Market research firm IDC estimates that PC shipments grew 13.5 percent in the second-quarter worldwide compared with the same period a year ago, and were up 11.6 percent in the United States. Quarter to quarter, shipments are down, but that's normal, IDC analyst Roger Kay said. Worldwide shipments appear to have dropped around 6 percent, which is seen as roughly normal, while U.S. shipments dropped about 2 percent.

"I hear a bit of whining from certain sectors, like hard drives, but the normal seasonal trends appear to be materializing," he said.

"It looks like April and May were less than stellar, to put it mildly."
--Analyst Dean McCarron
on second-quarter chip sales

Gartner's Charles Smulders said unit shipments probably grew by 12.6 percent worldwide. PC prices didn't decline much during the first half because of tight supplies of some components, but price cuts should begin to occur again in the second half. Discounts could fuel sales, but also depress potential sales gains from increased unit shipments.

Among semiconductor makers, the picture is mixed. Processor shipments probably met or were on the low end of expectations, said Dean McCarron, principal analyst at Mercury Research.

"It looks like April and May were less than stellar, to put it mildly," he said. "The wild card is what happened in June."

In June, Intel said sales would total between $8 billion and $8.2 billion, a higher range than the $7.6 billion to $8.2 billion discussed at the beginning of the quarter. Three weeks later, however, Intel said it would recall new chipsets shipped in the second quarter.

Flash memory, however, continues to be a hot market. Revenue for NAND flash, found in memory cards, will grow about 70 percent this year over a torrid 2003 while NOR flash revenue is expected to rise by 25 percent for the year.

Still, the flash-memory shortages of last year are largely over, and price erosion has begun to sneak back into the market. If consumers get rattled and curb their buying of electronic goods, price declines could wipe out much of the projected revenue increases.

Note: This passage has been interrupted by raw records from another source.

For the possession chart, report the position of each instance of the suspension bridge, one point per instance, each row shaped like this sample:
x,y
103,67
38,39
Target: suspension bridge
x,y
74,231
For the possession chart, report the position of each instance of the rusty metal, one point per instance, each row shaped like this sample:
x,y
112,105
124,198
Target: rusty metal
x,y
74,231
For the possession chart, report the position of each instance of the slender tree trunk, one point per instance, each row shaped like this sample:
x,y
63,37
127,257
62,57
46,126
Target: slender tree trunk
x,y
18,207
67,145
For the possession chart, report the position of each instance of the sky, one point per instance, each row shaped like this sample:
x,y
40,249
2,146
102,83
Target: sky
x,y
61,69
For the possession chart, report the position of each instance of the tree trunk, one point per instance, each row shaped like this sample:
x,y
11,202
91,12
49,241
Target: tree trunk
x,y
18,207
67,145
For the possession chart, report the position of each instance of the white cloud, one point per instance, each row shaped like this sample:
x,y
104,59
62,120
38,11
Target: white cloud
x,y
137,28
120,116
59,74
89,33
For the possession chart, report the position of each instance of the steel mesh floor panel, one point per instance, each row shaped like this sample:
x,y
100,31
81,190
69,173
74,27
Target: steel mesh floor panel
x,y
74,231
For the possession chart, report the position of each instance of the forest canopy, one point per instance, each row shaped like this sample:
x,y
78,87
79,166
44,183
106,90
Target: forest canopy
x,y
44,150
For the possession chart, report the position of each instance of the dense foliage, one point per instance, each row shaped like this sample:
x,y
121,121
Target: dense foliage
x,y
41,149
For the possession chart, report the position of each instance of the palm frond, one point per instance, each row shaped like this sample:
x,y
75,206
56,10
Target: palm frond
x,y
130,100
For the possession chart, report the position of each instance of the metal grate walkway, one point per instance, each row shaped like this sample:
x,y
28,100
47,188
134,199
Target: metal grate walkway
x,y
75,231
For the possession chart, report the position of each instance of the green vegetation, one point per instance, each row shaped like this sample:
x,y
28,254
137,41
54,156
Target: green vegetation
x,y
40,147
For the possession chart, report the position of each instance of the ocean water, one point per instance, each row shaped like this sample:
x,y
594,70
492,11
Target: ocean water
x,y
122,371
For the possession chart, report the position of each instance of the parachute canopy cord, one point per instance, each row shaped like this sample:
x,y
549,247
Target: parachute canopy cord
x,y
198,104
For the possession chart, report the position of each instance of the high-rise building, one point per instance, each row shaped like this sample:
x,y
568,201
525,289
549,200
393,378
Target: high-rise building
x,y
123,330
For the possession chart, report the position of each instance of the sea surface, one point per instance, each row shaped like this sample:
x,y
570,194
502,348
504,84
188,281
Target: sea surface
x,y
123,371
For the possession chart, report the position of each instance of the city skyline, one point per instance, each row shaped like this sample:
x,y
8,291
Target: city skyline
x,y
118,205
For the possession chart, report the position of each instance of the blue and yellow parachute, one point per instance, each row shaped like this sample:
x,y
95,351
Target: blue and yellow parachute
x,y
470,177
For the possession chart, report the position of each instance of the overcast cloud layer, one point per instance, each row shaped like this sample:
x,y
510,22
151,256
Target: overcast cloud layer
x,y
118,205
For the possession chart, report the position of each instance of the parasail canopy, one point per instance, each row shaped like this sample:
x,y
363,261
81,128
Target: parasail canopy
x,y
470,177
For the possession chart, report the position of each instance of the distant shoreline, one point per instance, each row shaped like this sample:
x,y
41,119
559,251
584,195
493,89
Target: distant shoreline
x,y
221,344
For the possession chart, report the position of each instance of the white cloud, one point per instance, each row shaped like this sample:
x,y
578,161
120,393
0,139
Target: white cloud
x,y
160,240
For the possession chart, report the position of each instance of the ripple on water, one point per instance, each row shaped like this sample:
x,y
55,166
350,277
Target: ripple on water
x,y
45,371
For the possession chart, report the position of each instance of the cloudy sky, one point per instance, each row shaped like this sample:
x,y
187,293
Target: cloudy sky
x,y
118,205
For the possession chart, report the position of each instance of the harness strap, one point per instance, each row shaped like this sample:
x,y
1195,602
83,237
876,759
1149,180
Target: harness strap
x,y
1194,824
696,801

But Betsy van Hees, an analyst at iSuppli, observed that American shoppers seem to be fairly immune to crisis. "It hasn't stopped them before," she said.

"It would appear...that the storage market is dead in the water."
--Ashok Kumar, analyst with Raymond James
Storage manufacturers and hard-drive makers are facing low demand and intense competition.

"The storage industry reared its putrid head several times in the last couple weeks to remind us how sour things seem to be turning out. Maxtor, Veritas, Emulex and Overland Storage all disclosed disappointing business wrapped in a sea of gobbledegook explanations," wrote Ashok Kumar, an analyst with Raymond James, in a report dated July 7. "It would appear that the real explanation for all of these surprises is that the storage market is dead in the water."

Manufacturers of flat-screen TVs and PC monitors may also report weak sales, said Paul Semenza, an analyst at iSuppli.

"The LCD TV market has not grown as rapidly as the very aggressive projections panel makers were using at the beginning of the year," he wrote in a report. "There is still a mismatch between pricing and screen size for LCD TVs."

Prices of panels, the complex sandwiches of silicon and glass that sit at the heart of monitors and TVs, also dropped consistently during the quarter, the first time that has happened in more than a year. That could be bad news for LG Philips, the world's second biggest panel maker, which is planning an IPO.